Nanette Gionfriddo, owner of the gifts and book shop Beyond the Sea in downtown Belfast, exudes a kind of infectious optimism — the kind that might be able to convince most of downtown Belfast to start an annual book festival, say.

When a pair of bookstores opened within a block of her this spring, however, she initially prepared for the worst. There was already one other bookstore close by, at least two outside of the downtown area, and a number of other downtown merchants sold some books as a part of their business.

“My fear was that we were all going to go out of business,” she said.

But the effect was just the opposite. Business improved and, according one of the other business owners, people seemed to be coming to Belfast for the sheer variety and volume of books — from bestsellers to rare and out of print titles — all within easy walking distance of the city’s central intersection. Gionfriddo thought of Charing Cross Road in London, an area known for its used and rare bookshops, and consequently a destination for booklovers.

“I thought, why don’t we have a festival and get the word out in Maine and New England and further that we are a book town — a literary town,” Gionfriddo said.

The result is the first Belfast Bound Book Festival, a weekend-long celebration featuring readings, book signings, author Q&A sessions and other literary events held at locations around downtown Friday through Sunday, July 29 through 31.

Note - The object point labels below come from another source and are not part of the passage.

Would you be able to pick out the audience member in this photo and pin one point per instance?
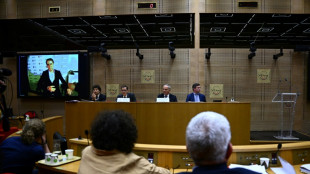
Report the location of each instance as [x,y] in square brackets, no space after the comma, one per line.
[49,81]
[126,94]
[166,94]
[19,154]
[196,96]
[208,143]
[96,95]
[113,134]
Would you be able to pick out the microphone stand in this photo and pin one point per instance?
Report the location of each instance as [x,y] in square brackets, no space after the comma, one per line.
[86,133]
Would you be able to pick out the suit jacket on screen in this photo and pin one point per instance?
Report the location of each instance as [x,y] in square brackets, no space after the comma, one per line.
[172,98]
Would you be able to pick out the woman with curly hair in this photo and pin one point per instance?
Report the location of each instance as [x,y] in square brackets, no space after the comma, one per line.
[113,134]
[19,154]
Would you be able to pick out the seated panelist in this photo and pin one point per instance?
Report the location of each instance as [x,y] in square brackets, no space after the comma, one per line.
[126,94]
[196,96]
[113,134]
[96,95]
[166,94]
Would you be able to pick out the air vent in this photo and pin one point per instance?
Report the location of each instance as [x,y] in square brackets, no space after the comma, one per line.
[77,31]
[121,30]
[307,31]
[265,29]
[224,15]
[248,4]
[281,15]
[164,15]
[218,29]
[55,9]
[167,29]
[108,17]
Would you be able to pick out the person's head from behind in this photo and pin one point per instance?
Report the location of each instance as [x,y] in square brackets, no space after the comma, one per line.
[33,131]
[50,64]
[166,89]
[196,88]
[208,138]
[124,90]
[96,89]
[114,130]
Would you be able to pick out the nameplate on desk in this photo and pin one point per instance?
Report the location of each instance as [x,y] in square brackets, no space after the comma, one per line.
[123,100]
[162,100]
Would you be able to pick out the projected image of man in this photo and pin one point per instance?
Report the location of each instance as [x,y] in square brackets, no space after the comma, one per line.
[49,81]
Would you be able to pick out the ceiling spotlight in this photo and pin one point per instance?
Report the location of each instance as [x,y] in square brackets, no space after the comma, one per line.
[276,56]
[208,54]
[171,49]
[252,50]
[138,53]
[104,51]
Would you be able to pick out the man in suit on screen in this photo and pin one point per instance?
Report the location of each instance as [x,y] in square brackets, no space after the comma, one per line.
[196,96]
[49,81]
[96,94]
[166,94]
[126,94]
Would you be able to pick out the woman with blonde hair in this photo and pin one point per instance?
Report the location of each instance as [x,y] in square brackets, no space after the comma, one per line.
[19,154]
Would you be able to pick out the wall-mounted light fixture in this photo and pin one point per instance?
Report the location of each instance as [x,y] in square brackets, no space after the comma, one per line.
[138,53]
[208,54]
[252,50]
[104,51]
[276,56]
[171,49]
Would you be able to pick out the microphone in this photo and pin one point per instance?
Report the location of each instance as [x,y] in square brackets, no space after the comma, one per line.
[5,72]
[279,85]
[86,133]
[279,147]
[21,121]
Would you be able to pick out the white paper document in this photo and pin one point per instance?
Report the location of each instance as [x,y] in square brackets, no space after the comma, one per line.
[255,168]
[123,100]
[286,168]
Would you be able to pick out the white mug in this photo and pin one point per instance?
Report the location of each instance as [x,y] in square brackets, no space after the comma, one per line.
[69,153]
[54,159]
[48,158]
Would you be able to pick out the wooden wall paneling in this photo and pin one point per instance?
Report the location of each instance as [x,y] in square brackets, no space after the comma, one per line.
[175,6]
[156,10]
[50,3]
[116,7]
[99,7]
[219,6]
[277,6]
[80,8]
[238,9]
[29,9]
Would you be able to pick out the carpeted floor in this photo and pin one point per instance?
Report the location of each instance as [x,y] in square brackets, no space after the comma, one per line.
[269,136]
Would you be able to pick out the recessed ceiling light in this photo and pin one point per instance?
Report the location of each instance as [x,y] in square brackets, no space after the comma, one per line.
[167,29]
[218,29]
[77,31]
[121,30]
[265,29]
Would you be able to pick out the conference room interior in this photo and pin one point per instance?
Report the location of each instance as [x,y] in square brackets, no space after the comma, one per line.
[218,44]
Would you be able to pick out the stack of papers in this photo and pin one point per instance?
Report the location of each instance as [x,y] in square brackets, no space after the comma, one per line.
[286,168]
[305,168]
[255,168]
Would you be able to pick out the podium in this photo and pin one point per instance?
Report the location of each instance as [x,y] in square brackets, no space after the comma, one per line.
[288,101]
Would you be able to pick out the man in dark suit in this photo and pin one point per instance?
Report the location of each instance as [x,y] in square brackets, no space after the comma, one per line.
[208,143]
[196,96]
[166,94]
[96,95]
[126,94]
[49,81]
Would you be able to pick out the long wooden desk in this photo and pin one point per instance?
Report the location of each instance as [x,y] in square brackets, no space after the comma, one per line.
[160,123]
[72,168]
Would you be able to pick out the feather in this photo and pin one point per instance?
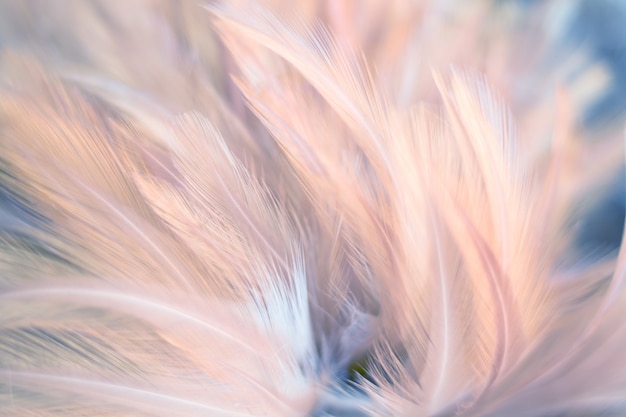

George Siscoe of The Old Professor’s Bookshop, echoed Gionfriddo’s sentiment about Charing Cross Road, adding the more extreme example of Hay-on-Wye — a Welsh town of less than 2,000 residents, located 50 miles from the closest major city, but with roughly 30 bookshops.

“It’s the only reason to go there,” he said.

And Siscoe has. For the books.

As in those places, he said, each of the Belfast shops has its areas of specialization.

Both The Old Professor’s and the newly opened branch of Artisan Books and Bindery across the street sell used and rare books, but Siscoe said they rarely stock the same titles. If he doesn’t have what someone is looking for, he will gladly send the customer across the street.

Beyond the Sea sells what Gionfriddo described as a hand-picked selection of titles, often accompanied by printouts of her own research on the book or — if she’s read it — a Post-It note with her own comments.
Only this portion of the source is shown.